Why We Chose The Osprey Kestrel 58 Backpack: Design features, carrying comfort, adaptability.
You can often tell how you’re going to get on with a backpack
from the moment you put it on. The best ones are the ones that fit with your contours like a glove and seem to integrate with you rather than hang off you. Our testers had just that with the Kestrel 58 by Osprey.
The Kestrel and women’s-specific Kyte series have become of Osprey’s most popular models for hiking and this latest iteration, though not radically different, still builds on that legacy well.
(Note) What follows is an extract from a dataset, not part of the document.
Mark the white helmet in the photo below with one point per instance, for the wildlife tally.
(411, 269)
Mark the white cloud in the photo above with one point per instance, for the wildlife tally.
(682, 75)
Available in a range of different capacities from 36-litre to 68, there’s a model to fit any type of multi-day adventure, from weekend micro adventures beyond the city’s boundaries to full-blown expeditions in the Yukon. This one we’ve been testing, the Kestrel 58, is the kind of size we’d want for hiking a long-distance trail with – say, the Pennine Way, or even the Pacific Crest Trail.
First of all, there’s a big compartment with loads of different access points to it which obviously makes finding that tucked away bit of kit much, much easier. These include a toggled drawstring entry at the top, a zip that opens up the entire base, and then a long U-shaped zip across the whole of its front. It’s a floating lid design so there’s also that added volume up top for those really big loads.
In terms of pockets, you’ve got one under the lid and one over it (with a useful key clip in the latter), two generously sized zipped pouches on the hipbelts for your wine gums, two stretch mesh ones on either side of the main compartment, and then a front ‘shove-it’ pocket for sticking your down jacket and/or waterproof.